For most practical uses, Kahn’s is preferred — it’s iterative, naturally detects cycles, and is easier to reason about.
Complexity Analysis
| Complexity | |
|---|---|
| Time | O(V + E) |
| Space | O(V) for in-degree map / visited states + O(V) for queue/stack |
Both approaches process every vertex once and every edge once — hence O(V + E).
Real-World Applications
| Domain | Application |
|---|---|
| Build systems | Make, Bazel, Gradle — compile files in dependency order |
| Package managers | npm, pip, apt — install packages before those that need them |
| Course scheduling | University prerequisite planning |
| Spreadsheets | Evaluate formulas in dependency order (Excel, Google Sheets) |
| Data pipelines | Apache Airflow, dbt — run transforms in correct order |
| Git | Commit history forms a DAG; topological sort underlies git log --topo-order |
| Compiler internals | Resolve symbol dependencies, schedule instruction execution |
Key Takeaways
- Topological sort produces a linear ordering where all dependencies come before their dependents.
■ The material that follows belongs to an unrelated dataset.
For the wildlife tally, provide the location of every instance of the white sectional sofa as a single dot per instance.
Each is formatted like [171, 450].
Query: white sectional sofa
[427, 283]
- It only works on DAGs (Directed Acyclic Graphs). Cycles make ordering impossible.
- Kahn’s algorithm (BFS + in-degrees): iterative, natural cycle detection, intuitive.
- DFS-based: recursive, append on finish, reverse at end.
- Both run in O(V + E) time.
- If not all vertices appear in the result, the graph contains a cycle — which is itself useful information (deadlock detection, dependency error reporting).